All Blacks assistant coach Ian Foster didn't mess around offering his opinion on whether he thought referees had a subconscious bias towards his team.
Foster was questioned today whether he thought the All Blacks recieved a leniency from officials after former top official Rob Debney said the team "gets away with murder" in a piece he wrote for The Times.
Foster was quick to answer.
The controversial claims come after referee Luke Pearce sin-binned French lock Paul Gabrillagues during the All Blacks' 52-11 win on Saturday night but didn't issue a yellow card to either Sam Cane or Ofa Tu'ungafasi for a similar tackle - one that left Remy Grosso with two facial fractures.
But Foster said that one instance doesn't mean there's a universal bias.
"I don’t know where that assertion had come from, but no. You have to ask the referees that, but clearly we don’t think we get any favours from the referees at all," he said.
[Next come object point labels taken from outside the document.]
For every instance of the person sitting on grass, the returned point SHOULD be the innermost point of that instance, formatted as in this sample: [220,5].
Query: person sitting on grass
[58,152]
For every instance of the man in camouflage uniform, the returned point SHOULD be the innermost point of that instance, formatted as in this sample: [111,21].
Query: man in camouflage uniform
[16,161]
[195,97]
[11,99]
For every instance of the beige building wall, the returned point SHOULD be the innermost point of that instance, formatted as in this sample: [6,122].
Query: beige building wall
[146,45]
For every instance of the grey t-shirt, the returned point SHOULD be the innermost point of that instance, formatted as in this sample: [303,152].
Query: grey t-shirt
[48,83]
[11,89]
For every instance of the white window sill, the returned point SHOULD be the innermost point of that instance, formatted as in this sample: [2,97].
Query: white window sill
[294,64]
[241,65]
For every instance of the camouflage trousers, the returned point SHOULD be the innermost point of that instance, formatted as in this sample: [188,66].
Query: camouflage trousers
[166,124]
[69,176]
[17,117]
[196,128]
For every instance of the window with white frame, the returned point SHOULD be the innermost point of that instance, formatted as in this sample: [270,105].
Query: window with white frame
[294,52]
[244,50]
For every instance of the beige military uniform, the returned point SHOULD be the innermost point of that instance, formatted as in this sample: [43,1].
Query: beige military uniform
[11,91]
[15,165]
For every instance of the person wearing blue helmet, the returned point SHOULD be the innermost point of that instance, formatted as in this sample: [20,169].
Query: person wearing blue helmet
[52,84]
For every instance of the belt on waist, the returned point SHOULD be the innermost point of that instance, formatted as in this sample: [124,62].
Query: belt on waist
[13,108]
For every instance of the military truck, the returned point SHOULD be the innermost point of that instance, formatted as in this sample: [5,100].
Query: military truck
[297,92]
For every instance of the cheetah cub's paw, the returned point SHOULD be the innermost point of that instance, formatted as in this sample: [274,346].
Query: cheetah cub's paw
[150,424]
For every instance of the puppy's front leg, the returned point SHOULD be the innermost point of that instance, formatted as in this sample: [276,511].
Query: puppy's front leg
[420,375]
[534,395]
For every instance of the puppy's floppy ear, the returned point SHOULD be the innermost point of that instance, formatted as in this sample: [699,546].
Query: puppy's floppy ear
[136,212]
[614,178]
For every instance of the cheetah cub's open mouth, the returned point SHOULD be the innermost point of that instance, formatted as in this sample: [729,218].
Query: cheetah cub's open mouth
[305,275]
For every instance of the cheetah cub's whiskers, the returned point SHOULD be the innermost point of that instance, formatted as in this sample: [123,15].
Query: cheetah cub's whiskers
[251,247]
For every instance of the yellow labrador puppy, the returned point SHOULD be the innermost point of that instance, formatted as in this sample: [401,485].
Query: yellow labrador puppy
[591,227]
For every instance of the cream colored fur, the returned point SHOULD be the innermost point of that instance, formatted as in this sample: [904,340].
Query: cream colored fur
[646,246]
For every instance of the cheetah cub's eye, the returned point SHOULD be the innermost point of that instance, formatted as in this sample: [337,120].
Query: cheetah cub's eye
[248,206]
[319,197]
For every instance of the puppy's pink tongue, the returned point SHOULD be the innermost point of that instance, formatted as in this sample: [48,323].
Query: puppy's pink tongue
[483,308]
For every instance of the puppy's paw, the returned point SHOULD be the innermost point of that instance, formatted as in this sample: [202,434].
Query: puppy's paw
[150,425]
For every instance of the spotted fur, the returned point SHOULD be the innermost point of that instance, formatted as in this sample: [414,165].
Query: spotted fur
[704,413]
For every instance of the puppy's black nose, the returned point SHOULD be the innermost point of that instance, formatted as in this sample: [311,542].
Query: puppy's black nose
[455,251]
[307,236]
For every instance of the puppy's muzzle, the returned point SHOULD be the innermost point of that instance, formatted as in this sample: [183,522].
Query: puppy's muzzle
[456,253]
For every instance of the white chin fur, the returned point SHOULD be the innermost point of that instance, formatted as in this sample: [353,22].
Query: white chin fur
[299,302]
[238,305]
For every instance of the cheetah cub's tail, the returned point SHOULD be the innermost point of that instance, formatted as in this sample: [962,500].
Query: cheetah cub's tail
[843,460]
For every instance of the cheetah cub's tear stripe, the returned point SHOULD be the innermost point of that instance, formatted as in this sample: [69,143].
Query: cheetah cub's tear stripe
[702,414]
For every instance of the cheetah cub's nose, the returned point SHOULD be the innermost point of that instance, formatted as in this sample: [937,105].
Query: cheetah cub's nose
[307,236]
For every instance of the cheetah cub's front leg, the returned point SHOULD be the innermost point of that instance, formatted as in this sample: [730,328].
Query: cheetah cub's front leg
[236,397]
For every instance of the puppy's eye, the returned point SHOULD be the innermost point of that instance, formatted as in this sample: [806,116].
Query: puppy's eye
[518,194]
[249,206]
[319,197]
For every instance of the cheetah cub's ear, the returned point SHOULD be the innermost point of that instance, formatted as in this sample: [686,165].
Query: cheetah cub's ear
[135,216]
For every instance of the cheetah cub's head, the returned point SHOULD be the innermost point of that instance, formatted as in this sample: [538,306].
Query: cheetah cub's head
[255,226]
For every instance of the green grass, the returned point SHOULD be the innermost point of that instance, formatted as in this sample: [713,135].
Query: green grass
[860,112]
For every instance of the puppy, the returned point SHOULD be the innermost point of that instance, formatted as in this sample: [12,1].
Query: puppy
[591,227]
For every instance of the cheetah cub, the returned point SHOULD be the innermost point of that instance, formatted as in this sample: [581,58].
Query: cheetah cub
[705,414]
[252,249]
"They’ve got a tough job but I don’t know a top referee that doesn’t go out there just to ref it the way he sees it.
"I think if you look at penalty counts, yellow cards last year, we were one of the top yellow carded teams in the world last year, so I’m not sure how this 'soft on us' comes into fruition."
Foster did admit he thought Gabrillagues' yellow-card was tough though.
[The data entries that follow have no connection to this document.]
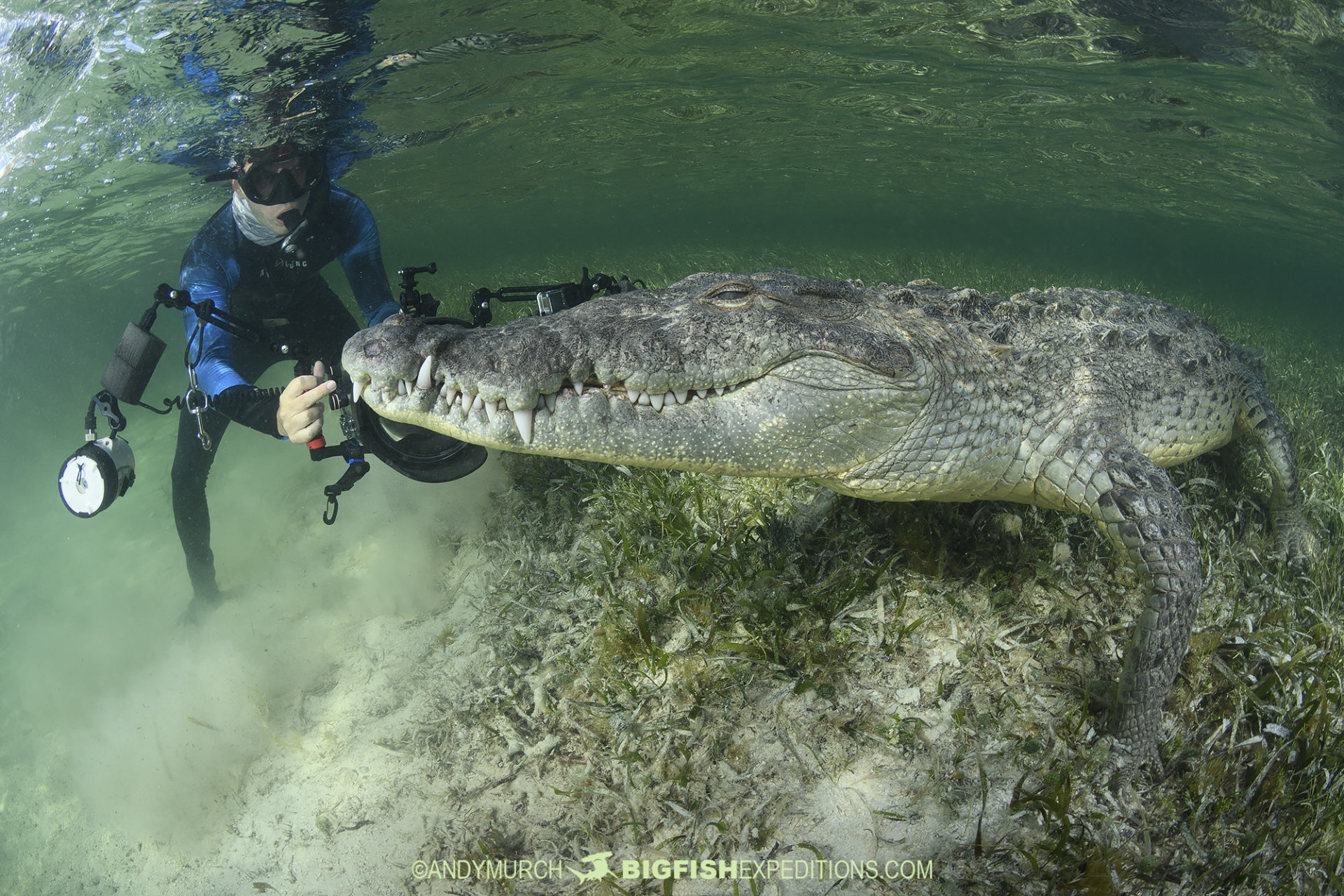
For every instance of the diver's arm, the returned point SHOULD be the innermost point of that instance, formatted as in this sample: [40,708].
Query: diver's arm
[363,265]
[207,276]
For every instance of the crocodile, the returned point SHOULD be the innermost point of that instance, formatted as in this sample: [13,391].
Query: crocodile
[1072,399]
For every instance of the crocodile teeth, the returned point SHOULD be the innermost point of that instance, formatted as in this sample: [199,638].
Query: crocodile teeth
[422,379]
[523,421]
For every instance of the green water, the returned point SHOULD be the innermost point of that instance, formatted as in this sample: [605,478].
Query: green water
[1195,153]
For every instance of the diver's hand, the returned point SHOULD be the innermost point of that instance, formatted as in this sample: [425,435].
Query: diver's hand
[300,414]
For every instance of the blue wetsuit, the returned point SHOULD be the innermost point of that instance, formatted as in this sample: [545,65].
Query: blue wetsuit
[284,296]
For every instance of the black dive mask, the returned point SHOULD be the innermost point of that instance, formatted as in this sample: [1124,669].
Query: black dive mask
[283,179]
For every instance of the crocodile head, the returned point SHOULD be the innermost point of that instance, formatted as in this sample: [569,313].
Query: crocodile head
[768,374]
"We thought they were a little bit unlucky with their yellow card – it was one of those marginal ones. Was it up there? Yes it was. Was it significant? Probably not.
"And there is a circumstance around Sam Cane's one, in that he got penalised for the same degree, the question is was it worthy of a yellow card, and I guess between a referee and an independent citing commissioner they’ve said no.
"So we’ve just got to take the emotion out of it."